Recent alligator attacks across the state—including a deadly incident—have put the spotlight back on an uncomfortable truth about summer in Southwest Florida: we’re sharing our favorite swimming holes with 1.3 to 2 million alligators, and right now is peak season for encounters. But here’s the thing: panic isn’t the answer. Understanding why summer ramps up gator activity, and what mistakes trigger attacks, is.

Patty Register, co-owner of Gatorama in Glades County, and Chris Lechowicz, Director of Wildlife and Habitat Management for the Sanibel-Captiva Conservation Foundation, both point to the same convergence of factors. Breeding season is in full swing—females are nesting and aggressively protective, males are territorial and aggressive trying to mate, and in parts of Florida, drought conditions are funneling more alligators into fewer water sources. Add in decades of coastal development pushing neighborhoods deeper into traditional wildlife habitat, and you get the recipe for more human-gator run-ins. Register puts it bluntly: It’s not worth taking a chance during these months.

But here’s where it gets interesting: wild alligators are naturally afraid of us. An adult human is not on the menu. That changes—catastrophically—the moment someone feeds an alligator. Register demonstrated the difference at Gatorama, where fed captive alligators will approach her willingly. In the wild, those same animals would dive and swim away. Once they associate people with food, their natural fear evaporates and the danger spikes. One behavioral shift, and a shy reptile becomes a threat.

Pet owners face a different calculus. A small dog at the water’s edge isn’t a person—it’s prey. Lechowicz notes that alligators naturally hunt animals like dogs, and over the years, people have been bitten trying to rescue pets. Keeping your dog on a leash and away from the water’s edge isn’t paranoia; it’s common sense.

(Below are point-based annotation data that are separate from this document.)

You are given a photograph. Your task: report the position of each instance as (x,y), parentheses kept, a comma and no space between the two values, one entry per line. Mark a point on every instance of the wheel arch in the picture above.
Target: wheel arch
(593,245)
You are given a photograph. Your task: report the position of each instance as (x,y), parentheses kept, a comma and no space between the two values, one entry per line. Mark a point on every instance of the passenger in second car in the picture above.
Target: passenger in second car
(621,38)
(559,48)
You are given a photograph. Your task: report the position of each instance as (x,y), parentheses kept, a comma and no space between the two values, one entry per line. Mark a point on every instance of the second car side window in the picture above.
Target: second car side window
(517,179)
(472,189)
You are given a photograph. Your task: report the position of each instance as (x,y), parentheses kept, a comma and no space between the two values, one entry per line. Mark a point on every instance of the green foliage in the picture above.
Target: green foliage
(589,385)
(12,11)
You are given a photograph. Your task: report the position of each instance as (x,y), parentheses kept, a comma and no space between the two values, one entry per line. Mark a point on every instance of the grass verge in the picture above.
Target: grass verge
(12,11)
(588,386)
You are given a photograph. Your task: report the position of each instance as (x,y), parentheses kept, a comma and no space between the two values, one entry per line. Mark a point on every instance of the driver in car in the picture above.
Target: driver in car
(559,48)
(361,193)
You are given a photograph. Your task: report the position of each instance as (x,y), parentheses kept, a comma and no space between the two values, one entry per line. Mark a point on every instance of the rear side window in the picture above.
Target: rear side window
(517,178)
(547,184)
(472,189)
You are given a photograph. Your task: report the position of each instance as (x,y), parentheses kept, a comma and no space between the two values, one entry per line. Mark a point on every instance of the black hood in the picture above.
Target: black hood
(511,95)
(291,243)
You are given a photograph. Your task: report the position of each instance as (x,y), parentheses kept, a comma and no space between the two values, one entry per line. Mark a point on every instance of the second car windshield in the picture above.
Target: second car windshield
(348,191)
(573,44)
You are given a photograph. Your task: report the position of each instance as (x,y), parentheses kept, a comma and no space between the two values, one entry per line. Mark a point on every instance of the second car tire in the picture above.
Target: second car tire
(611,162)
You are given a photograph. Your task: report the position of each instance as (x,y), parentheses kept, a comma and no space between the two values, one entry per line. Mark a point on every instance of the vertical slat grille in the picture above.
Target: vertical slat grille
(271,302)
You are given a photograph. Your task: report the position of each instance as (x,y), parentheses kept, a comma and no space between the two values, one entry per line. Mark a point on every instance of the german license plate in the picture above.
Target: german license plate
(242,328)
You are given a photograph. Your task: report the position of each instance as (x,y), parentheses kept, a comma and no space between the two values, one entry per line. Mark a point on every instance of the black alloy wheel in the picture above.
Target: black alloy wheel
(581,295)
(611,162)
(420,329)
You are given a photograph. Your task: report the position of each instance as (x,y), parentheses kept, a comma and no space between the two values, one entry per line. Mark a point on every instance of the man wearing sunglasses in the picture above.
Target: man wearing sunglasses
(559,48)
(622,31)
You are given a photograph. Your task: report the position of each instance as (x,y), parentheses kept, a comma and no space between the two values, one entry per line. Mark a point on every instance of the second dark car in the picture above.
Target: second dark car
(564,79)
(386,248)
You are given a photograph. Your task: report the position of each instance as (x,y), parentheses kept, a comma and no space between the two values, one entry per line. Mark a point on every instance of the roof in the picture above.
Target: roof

The bottom line from both experts: respect, not fear. Avoid swimming at dawn or dusk when gators are most active, assume every freshwater body in Florida has an alligator, and never feed them. Register reminds us that alligators are a keystone species—their populations keep other ecosystems in balance. They deserve protection, but they also deserve our distance. This is Florida. Share the water wisely.